Regular ipratropium bromide in addition to as-needed short-acting beta2 agonist does not appear to provide clinically significant benefit over as-needed short-acting beta2 agonists alone.38

Note: Ipratropium bromide may be used in the management of severe acute asthma.

Technical notes: pressurised metered-dose inhalers with spacers

Manufacturers of most delivery devices recommend shaking the device before actuating. The physical characteristics of each formulation, including the effects of shaking, differ widely,39 but for simplicity it is best always to recommend shaking.

Pressurised metered-dose inhalers (except for those that are breath-actuated) can be used with a spacer. When a spacer is used with a pressurised metered-dose inhaler, delivery of the medicine to the patient’s airways is maximised when the patient takes a slow, deep breath from the spacer after each actuation.4041 Multiple actuations of a pressurised metered-dose inhaler into a spacer can reduce the amount of respirable medicine available because aerosol particles can agglomerate into larger particles or become attached to the spacer walls.40

Therefore, the ideal way to deliver inhaled medicines via pressurised metered-dose inhaler and spacer is to shake the device, ask the person to breathe out all the way into the spacer, fire a single actuation into the spacer, and have the person immediately take a slow deep breath from the spacer, then hold their breath for 5 seconds. This process should be repeated until the total intended number of actuations is taken. Patients should be trained to follow these instructions when using their inhalers. Inhaling slowly with a single breath maximises delivery of the medicine to the lungs and minimises deposition in the upper airways when using a manually actuated pressurised metered-dose inhaler with or without a spacer, or when using a breath-actuated pressurised metered-dose inhaler.42 However, slow breathing may not be possible for patients with acute asthma. Tidal breathing through the spacer (e.g. four breaths in and out without removing the spacer) is used in acute asthma and for very young children. First aid instructions should include how to use inhaler and spacer.

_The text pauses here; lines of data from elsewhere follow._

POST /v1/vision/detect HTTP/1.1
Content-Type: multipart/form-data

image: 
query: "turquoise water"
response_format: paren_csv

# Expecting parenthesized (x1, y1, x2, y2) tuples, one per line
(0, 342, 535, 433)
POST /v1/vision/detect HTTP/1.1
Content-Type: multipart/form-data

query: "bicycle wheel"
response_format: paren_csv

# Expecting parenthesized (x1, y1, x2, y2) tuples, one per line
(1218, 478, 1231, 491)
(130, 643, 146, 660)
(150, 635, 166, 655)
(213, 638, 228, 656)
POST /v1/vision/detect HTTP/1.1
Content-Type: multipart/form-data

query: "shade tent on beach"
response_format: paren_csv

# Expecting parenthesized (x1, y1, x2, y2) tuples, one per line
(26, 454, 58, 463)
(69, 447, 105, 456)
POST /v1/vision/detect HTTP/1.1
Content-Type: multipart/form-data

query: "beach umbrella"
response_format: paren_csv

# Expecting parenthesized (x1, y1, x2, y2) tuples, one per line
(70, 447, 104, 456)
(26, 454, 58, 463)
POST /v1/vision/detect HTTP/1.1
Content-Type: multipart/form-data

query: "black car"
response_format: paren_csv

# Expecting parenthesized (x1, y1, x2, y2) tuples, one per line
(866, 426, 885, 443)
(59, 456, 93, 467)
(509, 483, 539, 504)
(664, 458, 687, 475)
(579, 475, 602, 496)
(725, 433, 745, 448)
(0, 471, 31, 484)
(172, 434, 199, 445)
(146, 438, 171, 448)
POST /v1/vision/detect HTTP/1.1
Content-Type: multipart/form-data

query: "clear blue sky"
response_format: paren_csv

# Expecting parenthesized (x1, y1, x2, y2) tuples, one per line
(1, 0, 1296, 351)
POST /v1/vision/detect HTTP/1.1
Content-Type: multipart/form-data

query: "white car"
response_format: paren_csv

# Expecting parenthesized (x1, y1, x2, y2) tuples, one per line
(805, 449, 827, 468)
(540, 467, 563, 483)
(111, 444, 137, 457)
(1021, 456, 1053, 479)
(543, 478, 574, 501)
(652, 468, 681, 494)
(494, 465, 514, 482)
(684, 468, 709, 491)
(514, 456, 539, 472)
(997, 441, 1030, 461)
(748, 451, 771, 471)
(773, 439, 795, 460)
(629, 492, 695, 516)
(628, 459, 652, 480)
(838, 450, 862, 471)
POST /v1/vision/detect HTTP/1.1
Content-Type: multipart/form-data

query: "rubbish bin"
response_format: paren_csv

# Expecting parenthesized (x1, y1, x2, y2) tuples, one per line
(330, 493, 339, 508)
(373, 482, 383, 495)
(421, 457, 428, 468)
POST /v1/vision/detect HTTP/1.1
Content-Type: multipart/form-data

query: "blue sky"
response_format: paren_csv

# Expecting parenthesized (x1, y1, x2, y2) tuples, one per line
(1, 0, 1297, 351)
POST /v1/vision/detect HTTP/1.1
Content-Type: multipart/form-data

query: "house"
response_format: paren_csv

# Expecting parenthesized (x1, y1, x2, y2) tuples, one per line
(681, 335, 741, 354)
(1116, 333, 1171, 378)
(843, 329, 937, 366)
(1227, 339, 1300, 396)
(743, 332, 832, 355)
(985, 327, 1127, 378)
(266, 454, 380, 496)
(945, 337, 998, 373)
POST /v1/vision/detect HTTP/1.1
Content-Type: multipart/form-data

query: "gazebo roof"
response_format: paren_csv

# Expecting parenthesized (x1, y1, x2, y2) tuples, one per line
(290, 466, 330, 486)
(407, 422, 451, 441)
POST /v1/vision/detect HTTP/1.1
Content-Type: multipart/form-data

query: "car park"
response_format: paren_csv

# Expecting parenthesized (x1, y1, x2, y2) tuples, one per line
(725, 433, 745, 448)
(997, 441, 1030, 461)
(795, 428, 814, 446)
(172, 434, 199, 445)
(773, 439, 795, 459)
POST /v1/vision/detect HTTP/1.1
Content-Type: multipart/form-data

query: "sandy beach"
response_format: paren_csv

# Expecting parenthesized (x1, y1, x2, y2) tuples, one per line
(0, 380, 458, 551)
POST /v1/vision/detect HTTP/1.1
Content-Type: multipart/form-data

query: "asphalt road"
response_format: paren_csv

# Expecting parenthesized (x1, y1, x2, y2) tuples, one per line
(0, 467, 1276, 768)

In practice, optimal delivery of inhaled medicines involves a balance between maximising the proportion of respirable medicine and maximising efficiency of inhalation by the patient within real-world constraints. The optimal delivery of salbutamol in real-world circumstances is not well defined. For day-to-day use of salbutamol, most adults gain sufficient relief from symptoms when using a pressurised metered-dose inhaler on its own. A spacer may only be needed during a flare-up. By contrast, the use of a spacer is always recommended for inhaled corticosteroids delivered by manually actuated pressurised metered-dose inhalers, to reduce the risk of local adverse effects and increase delivery to the airways.

Many available in vitro studies of aerosol particle deposition in the airways were performed using older CFC-propelled formulations, which are now obsolete. Similar studies have not been performed for current non-CFC pressurised metered-dose inhalers.